This project aims to provide an interface between Python and MLIR with the following design goals:

  • Simple. The project should be easy to maintain with a thin layer of translation.
  • Pythonic. The syntax for PyDSL should be as close to legal Python as possible, while maintaining the precision of MLIR.

Simplicity and being Pythonic are conflicting goals. In order to maintain simplicity, we have to aim for a very strict subset of Python that benefits domain-specific applications such as affine programming with little if-else statements. As such, certain programs will be easy to write while others will be nearly infeasible.

Presentations

PyDSL has been presented at the following venues:

Usage

Refer to the user documentation here: docs/usage.md.

PyDSL at a glance

import numpy as np
from pydsl.frontend import compile
from pydsl.affine import affine_range as arange
from pydsl.memref import DYNAMIC, MemRefFactory
from pydsl.type import Index, UInt64

MemRef64 = MemRefFactory((DYNAMIC, DYNAMIC), UInt64)


@compile(dump_mlir=True)
def my_function(size: Index, m: MemRef64) -> MemRef64:
    o = size // 2

    for i in arange(size):
        m[1, i] = o
        m[i, i] = i + o

    return m


arr = np.zeros((8, 8), dtype=np.uint64)

print(my_function(8, arr))

This code will convert your my_function function into an MLIR function:

module {
  func.func public @my_function(%arg0: index, %arg1: memref<?x?xi64>) -> memref<?x?xi64> {
    %c2 = arith.constant 2 : index
    %0 = index.floordivs %arg0, %c2
    affine.for %arg2 = 0 to %arg0 {
      %1 = arith.index_castui %0 : index to i64
      affine.store %1, %arg1[1, %arg2] : memref<?x?xi64>
      %2 = index.add %arg2, %0
      %3 = arith.index_castui %2 : index to i64
      affine.store %3, %arg1[%arg2, %arg2] : memref<?x?xi64>
    }
    return %arg1 : memref<?x?xi64>
  }
}

The function will return the following array:

(array([[ 4,  0,  0,  0,  0,  0,  0,  0],
       [ 4,  5,  4,  4,  4,  4,  4,  4],
       [ 0,  0,  6,  0,  0,  0,  0,  0],
       [ 0,  0,  0,  7,  0,  0,  0,  0],
       [ 0,  0,  0,  0,  8,  0,  0,  0],
       [ 0,  0,  0,  0,  0,  9,  0,  0],
       [ 0,  0,  0,  0,  0,  0, 10,  0],
       [ 0,  0,  0,  0,  0,  0,  0, 11]], dtype=uint64),)

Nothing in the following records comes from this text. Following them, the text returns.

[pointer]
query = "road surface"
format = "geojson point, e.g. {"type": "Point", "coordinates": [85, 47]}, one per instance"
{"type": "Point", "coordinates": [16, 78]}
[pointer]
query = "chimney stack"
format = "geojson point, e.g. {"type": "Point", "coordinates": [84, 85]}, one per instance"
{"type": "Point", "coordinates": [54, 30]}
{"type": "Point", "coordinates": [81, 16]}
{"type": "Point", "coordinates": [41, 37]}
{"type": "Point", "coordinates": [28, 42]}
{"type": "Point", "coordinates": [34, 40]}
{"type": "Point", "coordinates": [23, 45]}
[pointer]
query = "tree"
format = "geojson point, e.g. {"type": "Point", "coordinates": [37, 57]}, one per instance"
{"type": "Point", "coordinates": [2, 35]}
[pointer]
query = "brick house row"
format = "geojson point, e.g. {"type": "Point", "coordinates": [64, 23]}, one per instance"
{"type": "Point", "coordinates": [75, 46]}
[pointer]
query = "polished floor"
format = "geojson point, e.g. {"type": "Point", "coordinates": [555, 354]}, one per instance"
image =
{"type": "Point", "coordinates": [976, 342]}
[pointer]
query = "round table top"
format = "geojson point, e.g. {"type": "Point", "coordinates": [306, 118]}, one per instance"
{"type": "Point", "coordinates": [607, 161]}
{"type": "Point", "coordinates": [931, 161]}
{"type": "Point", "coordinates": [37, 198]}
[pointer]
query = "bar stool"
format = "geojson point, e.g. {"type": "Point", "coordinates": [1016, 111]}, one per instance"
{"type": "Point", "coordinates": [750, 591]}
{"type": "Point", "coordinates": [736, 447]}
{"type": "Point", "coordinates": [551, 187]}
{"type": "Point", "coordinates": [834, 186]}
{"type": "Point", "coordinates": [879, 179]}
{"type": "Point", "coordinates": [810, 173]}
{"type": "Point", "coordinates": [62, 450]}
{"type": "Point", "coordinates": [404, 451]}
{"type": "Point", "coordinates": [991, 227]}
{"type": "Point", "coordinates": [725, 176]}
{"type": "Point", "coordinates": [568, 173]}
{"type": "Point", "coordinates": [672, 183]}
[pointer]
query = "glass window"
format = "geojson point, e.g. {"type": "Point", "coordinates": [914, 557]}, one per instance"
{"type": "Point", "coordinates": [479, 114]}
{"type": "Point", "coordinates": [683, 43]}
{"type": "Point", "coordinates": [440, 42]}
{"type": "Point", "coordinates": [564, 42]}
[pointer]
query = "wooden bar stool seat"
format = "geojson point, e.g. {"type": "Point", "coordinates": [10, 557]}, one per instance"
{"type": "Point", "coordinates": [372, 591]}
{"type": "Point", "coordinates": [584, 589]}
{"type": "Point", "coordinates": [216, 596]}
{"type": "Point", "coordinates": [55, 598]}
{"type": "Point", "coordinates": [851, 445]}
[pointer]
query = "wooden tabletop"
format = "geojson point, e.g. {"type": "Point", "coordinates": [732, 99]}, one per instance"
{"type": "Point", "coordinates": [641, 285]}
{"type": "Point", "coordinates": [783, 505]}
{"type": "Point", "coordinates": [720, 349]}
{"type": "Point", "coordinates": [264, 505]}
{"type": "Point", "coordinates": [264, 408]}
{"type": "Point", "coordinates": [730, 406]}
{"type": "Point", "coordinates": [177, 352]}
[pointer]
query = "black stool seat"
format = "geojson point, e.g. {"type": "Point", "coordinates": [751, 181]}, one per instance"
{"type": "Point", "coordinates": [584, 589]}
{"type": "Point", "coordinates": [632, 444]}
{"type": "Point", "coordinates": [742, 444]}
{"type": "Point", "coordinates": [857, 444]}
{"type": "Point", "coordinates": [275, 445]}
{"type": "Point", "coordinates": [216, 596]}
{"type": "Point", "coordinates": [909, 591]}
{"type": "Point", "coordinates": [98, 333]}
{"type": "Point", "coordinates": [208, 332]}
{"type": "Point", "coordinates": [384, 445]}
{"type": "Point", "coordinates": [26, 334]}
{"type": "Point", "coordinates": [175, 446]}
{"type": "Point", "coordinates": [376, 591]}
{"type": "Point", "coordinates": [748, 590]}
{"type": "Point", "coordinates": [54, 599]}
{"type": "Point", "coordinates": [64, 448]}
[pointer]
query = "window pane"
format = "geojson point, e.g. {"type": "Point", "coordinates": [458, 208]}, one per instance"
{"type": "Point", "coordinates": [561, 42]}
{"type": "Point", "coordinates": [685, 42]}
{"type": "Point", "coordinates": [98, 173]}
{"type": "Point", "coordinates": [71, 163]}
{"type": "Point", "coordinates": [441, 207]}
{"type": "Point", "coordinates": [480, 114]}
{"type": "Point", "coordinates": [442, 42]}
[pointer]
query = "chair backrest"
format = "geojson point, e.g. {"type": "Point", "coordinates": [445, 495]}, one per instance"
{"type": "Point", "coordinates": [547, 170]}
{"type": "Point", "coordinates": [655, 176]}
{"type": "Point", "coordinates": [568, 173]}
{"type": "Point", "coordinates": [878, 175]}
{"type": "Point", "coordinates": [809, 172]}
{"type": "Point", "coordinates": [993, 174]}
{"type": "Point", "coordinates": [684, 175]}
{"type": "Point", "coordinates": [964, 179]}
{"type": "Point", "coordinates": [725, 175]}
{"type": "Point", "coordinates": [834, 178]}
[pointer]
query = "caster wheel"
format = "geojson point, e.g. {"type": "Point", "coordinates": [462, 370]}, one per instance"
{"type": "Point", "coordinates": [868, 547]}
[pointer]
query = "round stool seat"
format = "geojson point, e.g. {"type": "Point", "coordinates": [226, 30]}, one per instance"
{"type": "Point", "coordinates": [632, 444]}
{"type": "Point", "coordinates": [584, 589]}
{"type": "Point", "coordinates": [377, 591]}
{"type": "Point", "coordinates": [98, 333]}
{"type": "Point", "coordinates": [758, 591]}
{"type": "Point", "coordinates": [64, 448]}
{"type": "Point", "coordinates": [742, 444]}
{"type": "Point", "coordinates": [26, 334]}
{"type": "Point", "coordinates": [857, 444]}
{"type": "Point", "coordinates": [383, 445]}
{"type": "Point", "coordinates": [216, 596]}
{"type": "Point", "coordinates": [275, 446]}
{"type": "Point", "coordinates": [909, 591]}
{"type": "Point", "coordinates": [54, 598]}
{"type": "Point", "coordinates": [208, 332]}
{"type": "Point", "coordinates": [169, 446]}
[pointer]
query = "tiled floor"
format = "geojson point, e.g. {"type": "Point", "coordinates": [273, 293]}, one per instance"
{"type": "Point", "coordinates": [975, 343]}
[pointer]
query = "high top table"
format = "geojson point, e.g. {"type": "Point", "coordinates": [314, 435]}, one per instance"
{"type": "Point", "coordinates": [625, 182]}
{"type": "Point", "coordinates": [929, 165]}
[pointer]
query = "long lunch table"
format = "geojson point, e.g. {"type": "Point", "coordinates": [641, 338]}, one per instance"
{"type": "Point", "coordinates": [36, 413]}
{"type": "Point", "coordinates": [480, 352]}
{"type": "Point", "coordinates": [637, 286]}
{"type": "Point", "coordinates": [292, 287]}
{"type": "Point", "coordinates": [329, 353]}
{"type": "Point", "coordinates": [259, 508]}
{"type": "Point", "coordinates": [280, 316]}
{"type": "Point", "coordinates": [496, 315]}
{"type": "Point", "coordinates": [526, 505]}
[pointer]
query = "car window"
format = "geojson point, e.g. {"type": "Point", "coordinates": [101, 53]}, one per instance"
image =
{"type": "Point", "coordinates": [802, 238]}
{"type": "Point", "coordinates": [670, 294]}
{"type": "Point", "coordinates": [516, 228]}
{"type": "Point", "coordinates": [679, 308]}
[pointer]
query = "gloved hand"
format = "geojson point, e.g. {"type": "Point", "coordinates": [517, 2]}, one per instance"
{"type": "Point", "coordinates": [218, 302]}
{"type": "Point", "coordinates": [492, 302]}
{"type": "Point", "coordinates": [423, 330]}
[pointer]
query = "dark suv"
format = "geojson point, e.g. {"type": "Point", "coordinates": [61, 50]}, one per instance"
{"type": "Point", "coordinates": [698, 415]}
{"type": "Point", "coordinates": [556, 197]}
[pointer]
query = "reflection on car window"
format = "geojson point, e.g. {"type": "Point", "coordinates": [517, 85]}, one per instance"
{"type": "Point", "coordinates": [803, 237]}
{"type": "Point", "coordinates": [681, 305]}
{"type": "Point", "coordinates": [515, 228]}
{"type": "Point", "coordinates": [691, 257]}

See more examples in the examples or tests/e2e folder.

Instruction for installation

Follow through all of the subsections below to install and use PyDSL.

Prerequisites

Before performing any installation, you need:

  • An environment with Python 3.11 or greater. All requirements can be installed via pip install -r requirements.txt
  • MLIR built with Python binding or a clone of llvm-project
    • a llvm-project git submodule is provided in this repo for your convenience.

Installing MLIR Python binding

If you already have a relatively recent version of MLIR built with Python bindings, this step can be skipped.

The official documentation has the most definitive instruction on installing the binding. A git submodule of llvm-project is also available for your convenience.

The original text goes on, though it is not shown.